By way of example, an equity market neutral (equal long and shorts) with a zero
alpha would earn the risk free rate net of dividends on borrowed stock. His long and
shorts would cancel out any stock market impact. Such a manager who is able to
generate 10% per annum is benefiting from the additional power of two sources of alpha
and, possibly, from gross exposure in excess of 100%.
It is interesting to consider that the alpha generated from traditional active
management is very moderate, generally 2 % or less versus traditional equity
benchmarks. I believe this is due to the constraints imposed by “relative return”
mandates under which the manager is expected to add value versus the benchmark, while
at the same time controlling the risk associated with the active investment decisions. The
result is that portfolios reflect the benchmark and carry “deadweight”, i.e. positions held
exclusively to control tracking error.
Hedge fund strategies are “absolute return” mandates. As such, they are not
managed against a benchmark and the manager is free to use his best ideas. Portfolio
construction and security selection is guided only by the manager’s stated strategy and
targeted risk levels.

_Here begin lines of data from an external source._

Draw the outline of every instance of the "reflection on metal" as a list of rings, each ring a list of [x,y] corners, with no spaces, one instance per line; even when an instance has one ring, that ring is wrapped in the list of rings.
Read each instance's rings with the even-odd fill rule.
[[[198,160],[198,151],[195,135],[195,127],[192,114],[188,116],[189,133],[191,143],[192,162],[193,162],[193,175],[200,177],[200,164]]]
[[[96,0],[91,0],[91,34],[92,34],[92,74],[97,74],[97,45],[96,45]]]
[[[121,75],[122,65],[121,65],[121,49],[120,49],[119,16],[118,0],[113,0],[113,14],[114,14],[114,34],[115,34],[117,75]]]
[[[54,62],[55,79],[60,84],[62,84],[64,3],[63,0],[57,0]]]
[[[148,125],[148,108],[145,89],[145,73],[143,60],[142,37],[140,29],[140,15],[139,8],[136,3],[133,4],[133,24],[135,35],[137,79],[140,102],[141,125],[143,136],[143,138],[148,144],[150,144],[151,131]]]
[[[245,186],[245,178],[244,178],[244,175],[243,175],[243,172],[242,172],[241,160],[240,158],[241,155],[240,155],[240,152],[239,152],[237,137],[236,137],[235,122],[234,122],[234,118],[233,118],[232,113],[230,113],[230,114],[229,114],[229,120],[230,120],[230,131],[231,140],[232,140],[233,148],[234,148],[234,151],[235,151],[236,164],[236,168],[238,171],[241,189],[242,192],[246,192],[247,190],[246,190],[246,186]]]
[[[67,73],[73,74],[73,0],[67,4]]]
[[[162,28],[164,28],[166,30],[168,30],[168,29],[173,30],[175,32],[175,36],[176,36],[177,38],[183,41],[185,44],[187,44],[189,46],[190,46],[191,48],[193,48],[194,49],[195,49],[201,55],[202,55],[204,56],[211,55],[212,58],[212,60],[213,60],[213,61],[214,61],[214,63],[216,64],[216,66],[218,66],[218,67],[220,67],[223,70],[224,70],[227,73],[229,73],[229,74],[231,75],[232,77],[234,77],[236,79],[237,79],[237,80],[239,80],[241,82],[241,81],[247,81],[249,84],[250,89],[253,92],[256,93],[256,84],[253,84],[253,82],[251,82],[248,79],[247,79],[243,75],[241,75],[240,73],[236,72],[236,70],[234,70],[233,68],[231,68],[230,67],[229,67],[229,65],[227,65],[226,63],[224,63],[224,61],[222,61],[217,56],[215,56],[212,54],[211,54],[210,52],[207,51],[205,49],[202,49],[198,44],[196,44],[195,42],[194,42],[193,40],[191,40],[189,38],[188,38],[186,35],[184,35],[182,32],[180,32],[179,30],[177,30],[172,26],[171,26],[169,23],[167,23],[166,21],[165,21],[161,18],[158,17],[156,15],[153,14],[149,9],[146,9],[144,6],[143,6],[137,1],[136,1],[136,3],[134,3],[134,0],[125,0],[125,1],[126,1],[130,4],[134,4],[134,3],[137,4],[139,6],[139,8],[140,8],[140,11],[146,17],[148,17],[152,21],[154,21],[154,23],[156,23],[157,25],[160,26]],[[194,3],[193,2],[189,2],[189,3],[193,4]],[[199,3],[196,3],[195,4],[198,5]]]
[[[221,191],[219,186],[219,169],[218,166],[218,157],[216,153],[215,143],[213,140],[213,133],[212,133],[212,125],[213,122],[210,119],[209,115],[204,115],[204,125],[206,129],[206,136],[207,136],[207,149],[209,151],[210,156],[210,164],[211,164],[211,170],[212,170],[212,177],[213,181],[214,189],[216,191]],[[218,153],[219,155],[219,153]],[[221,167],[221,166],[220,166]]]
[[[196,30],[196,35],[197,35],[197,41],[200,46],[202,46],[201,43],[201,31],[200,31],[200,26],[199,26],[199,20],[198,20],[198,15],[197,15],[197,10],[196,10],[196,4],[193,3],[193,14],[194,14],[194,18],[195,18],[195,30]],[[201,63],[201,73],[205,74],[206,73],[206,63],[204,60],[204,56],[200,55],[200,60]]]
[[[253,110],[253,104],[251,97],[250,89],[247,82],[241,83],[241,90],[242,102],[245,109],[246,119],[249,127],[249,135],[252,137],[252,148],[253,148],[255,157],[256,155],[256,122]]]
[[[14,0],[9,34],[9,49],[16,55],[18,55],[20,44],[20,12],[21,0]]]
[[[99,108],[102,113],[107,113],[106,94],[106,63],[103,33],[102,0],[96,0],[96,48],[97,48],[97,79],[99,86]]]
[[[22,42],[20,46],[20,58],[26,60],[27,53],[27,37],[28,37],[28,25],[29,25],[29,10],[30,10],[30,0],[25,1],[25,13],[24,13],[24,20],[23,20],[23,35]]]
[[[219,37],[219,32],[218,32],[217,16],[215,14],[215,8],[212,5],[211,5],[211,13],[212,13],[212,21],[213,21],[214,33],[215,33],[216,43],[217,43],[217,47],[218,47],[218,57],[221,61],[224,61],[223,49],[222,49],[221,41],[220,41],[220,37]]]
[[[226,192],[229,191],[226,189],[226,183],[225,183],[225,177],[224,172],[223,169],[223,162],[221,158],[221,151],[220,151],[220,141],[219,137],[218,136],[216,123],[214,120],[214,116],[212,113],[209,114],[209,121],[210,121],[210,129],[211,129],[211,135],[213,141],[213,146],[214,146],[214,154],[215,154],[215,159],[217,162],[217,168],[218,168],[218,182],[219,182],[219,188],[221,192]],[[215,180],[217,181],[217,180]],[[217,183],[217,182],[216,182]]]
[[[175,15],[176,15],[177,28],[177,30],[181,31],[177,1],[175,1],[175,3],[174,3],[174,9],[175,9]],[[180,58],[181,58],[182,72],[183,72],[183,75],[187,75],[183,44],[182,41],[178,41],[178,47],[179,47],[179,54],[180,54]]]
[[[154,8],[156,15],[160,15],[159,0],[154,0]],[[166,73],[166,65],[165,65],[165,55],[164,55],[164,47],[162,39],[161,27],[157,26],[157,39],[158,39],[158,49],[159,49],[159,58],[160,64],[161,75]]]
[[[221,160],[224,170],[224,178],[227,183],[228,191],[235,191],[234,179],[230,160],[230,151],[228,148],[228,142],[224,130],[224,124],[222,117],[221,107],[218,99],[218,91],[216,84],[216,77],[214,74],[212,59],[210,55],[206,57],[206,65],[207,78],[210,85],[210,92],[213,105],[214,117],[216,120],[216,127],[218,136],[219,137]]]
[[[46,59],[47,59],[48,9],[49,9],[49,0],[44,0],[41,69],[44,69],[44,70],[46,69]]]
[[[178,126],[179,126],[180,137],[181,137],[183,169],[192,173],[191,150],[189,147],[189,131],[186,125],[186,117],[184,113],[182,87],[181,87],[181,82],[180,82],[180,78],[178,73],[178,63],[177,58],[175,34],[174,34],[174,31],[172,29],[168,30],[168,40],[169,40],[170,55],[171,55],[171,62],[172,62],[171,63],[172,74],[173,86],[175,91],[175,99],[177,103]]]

I believe that, free of the confines of a targeted benchmark,
managers in absolute return space are able to generate higher alphas.
Summary
Evaluating hedge funds requires evoking the three “Ps” (people, process, and
performance). Understand the firm’s history, the qualification of its personnel and the
stated investment style and approach. Determine the parameters of portfolio
construction: market segment, number of positions, leverage, net exposure and gross
exposure. Evaluate risk control systems and how they have been applied. Decompose
expected return into its component parts: static return, market return, gross exposure
return, and manager alpha. Hopefully the framework suggested herein will allow
fiduciaries to develop the comfort level necessary to invest in this rewarding area.